LONDON (Reuters) - A double blast from al Qaeda against Barack Obama shows the group is as worried as ever by the persuasive skills of the U.S. president, who makes a speech to Muslims on Thursday.

Al Qaeda leader Osama bin Laden, in an audio recording aired on Wednesday by Al Jazeera television, said Obama had planted the seeds of "revenge and hatred" toward the United States in the Muslim world and he warned Americans to prepare for the consequences.

A day earlier, the militant network's second-in-command Ayman al-Zawahri urged Egyptians not to be seduced by Obama's 'polished words' when he makes a major address in Cairo seeking to repair ties with the Muslim world.

For some, al Qaeda's concerted attempt to upstage Obama is a propaganda own goal that shows its normally media-savvy operatives in disarray following the departure of Obama's predecessor George W. Bush. They found Bush easy to stereotype as a belligerent, Muslim-hating cowboy.

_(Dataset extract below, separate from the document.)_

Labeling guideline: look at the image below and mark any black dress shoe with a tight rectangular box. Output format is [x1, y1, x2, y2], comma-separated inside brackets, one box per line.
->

"Zawahri is right to be worried," said Edwin Bakker, a senior research fellow at the Dutch Clingendael Institute in the Hague.

"Al Qaeda partly lives on anti-Americanism and the 'war on terror'. Now Bush has gone and been replaced by a guy who's second name is Hussein. And they fear his speech really is going to have a positive effect."

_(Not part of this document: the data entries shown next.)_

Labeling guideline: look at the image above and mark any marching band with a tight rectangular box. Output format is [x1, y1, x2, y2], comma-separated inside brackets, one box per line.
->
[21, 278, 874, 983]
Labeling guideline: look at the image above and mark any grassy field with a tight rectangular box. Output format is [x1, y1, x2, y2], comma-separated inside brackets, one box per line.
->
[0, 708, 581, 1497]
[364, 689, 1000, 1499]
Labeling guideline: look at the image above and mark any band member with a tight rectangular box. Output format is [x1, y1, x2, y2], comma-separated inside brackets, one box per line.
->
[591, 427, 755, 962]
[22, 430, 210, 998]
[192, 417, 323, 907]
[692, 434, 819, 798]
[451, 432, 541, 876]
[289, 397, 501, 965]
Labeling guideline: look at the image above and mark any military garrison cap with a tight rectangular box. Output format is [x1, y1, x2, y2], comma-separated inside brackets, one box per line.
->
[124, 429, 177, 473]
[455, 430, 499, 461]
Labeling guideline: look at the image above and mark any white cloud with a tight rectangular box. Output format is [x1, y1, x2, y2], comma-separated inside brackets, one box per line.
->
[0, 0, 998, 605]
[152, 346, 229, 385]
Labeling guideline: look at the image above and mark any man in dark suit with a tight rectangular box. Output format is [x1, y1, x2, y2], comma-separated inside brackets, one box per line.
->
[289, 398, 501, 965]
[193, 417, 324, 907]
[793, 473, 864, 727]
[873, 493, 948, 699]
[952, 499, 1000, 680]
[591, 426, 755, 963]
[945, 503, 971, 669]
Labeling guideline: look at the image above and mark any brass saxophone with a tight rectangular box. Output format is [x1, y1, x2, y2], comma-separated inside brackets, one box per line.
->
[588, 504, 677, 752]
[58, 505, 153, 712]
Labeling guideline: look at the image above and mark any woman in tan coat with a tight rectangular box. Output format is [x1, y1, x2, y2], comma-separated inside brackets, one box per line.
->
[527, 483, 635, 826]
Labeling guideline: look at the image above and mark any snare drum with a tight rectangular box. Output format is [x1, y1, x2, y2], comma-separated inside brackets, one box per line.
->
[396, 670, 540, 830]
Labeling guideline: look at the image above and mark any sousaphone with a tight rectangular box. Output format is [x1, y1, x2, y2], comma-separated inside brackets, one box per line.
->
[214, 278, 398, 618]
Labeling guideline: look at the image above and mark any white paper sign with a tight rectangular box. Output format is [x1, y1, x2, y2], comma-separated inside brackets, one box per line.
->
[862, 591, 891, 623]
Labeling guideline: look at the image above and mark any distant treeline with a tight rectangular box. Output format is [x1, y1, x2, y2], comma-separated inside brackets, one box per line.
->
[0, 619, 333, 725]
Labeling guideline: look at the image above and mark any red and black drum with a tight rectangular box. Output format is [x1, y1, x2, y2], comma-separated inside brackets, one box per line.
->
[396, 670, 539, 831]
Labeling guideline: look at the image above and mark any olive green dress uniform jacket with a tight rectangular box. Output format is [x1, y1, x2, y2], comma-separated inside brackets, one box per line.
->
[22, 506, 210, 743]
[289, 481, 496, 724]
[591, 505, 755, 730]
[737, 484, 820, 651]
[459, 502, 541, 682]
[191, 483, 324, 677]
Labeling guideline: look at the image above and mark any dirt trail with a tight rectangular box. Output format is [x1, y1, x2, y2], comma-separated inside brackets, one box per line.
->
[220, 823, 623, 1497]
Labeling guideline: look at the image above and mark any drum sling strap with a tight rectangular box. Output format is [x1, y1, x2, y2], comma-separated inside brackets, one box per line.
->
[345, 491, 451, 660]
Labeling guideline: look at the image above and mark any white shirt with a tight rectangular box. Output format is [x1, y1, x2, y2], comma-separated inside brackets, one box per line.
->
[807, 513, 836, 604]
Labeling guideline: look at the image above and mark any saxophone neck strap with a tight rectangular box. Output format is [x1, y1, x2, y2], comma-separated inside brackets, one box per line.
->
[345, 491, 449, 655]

Obama has chosen Egypt to make an address to the Islamic world that he had promised for early in his presidency.

He will seek to dispel resentments inflamed by U.S. involvement in Iraq and Afghanistan following the September 11 attacks on New York and Washington by militant Islamists

"Obama and his administration have planted seeds for hatred and revenge against America," the Saudi-born bin Laden declared, saying Obama was treading in the footsteps of his predecessor.

"Let the American people prepare to continue to reap what has been planted by the heads of the White House in the coming years and decades," bin Laden said.

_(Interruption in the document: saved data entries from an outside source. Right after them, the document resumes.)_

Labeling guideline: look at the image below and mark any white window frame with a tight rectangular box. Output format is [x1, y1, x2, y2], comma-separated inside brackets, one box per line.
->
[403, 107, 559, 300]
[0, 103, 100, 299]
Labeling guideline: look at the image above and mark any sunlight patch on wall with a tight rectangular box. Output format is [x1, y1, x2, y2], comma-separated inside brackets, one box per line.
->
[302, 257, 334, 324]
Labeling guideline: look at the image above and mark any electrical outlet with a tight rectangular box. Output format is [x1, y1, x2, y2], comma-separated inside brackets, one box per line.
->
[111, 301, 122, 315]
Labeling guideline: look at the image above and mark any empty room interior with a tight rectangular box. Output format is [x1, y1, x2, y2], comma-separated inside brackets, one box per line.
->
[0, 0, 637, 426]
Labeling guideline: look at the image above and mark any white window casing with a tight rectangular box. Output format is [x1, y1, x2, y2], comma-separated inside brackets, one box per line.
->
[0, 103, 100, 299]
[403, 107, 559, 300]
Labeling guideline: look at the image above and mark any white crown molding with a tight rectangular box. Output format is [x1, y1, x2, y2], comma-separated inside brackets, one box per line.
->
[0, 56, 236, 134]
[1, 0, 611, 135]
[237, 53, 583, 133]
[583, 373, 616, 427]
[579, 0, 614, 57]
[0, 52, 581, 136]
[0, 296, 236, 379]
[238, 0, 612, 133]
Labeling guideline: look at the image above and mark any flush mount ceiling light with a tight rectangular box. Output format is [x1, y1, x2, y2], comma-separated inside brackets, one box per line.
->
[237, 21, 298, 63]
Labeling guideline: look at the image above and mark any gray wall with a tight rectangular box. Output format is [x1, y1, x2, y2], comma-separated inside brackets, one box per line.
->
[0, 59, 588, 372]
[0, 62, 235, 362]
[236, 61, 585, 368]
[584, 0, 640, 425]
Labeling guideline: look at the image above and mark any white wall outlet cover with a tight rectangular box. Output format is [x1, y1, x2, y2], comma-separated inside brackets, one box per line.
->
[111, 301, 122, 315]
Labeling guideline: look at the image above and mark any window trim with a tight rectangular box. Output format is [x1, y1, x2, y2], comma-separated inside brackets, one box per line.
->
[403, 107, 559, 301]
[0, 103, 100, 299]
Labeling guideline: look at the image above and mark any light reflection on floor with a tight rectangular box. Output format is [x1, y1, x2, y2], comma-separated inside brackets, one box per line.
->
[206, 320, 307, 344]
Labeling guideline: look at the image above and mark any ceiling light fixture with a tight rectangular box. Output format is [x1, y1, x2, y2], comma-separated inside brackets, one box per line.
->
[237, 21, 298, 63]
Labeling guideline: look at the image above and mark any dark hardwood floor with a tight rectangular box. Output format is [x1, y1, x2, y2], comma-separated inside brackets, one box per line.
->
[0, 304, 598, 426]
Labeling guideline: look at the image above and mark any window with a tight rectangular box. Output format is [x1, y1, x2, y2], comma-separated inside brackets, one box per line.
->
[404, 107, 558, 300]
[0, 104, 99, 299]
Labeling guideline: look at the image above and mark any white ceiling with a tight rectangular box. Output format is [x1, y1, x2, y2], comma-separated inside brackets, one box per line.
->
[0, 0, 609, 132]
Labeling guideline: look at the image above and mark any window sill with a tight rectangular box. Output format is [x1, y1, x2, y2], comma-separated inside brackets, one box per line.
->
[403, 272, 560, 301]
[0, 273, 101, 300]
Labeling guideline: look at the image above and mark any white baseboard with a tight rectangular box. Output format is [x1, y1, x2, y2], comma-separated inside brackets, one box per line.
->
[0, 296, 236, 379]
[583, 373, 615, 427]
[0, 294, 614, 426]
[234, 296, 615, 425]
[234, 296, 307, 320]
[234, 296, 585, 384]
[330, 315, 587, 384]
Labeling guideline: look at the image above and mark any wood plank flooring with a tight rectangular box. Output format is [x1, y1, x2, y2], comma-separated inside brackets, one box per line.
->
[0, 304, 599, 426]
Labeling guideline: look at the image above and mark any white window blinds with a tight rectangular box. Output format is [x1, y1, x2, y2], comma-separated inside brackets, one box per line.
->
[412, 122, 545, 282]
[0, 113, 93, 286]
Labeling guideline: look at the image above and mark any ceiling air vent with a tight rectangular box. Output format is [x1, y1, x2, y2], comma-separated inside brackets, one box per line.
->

In an audio recording posted on an al Qaeda-linked Islamist website, Zawahri, an Egyptian, said Obama was not welcome in Egypt and urged Egyptians to "stand united in the face of this criminal."

Zawahri's language was somewhat milder than his denunciation of Obama published in November in which he accused Obama of betraying his race and his father's Muslim heritage.

Zawahri then attacked Obama as a "house Negro," a racially-charged term used by 1960s black American Muslim leader Malcolm X to describe black slaves loyal to white masters.

But Abdel-Bari Atwan, editor of London-based daily al-Quds al-Arabi, said Zawahri's words showed al Qaeda was panicking.

"They know Obama is popular in a huge part of the Arab and Muslim world because the man is actually trying to address America's record in the region," he said.

ZAWAHRI "DESPERATE"

"Zawahri is desperate. There is no substantial argument in his piece: He cannot say like he did with Bush that 'this is the man who killed a million Iraqis and supports the Israelis'. Everybody knows Obama is at odds with the Israelis."

Others say Zawahri had little choice but to speak out now.

"Zawahri and Obama are competing for votes, if you will, and this can be seen as a 'publicity steal' in which he grabs the headlines first," said Raphael Perl, an official of the Organization for Security and Cooperation in Europe.

"I wouldn't characterize al Qaeda's reaction to Obama as panic, but there is certainly concern."

Henry Wilkinson of Janusian, a security consultancy, agreed that Zawahri had little choice but to speak now, since Obama's speech, once made, would dominate media coverage.

"I suspect he was addressing his followers rather than those who are undecided about al Qaeda. He is showing the leadership is aware of the importance of the Cairo speech and wants to denounce it head of time."

The success of Obama's diplomatic initiatives in the Middle East, such as advancing Israeli-Palestinian peace and halting Iran's nuclear program, may depend on how well Obama is able to repair broader U.S. relations with the Islamic world.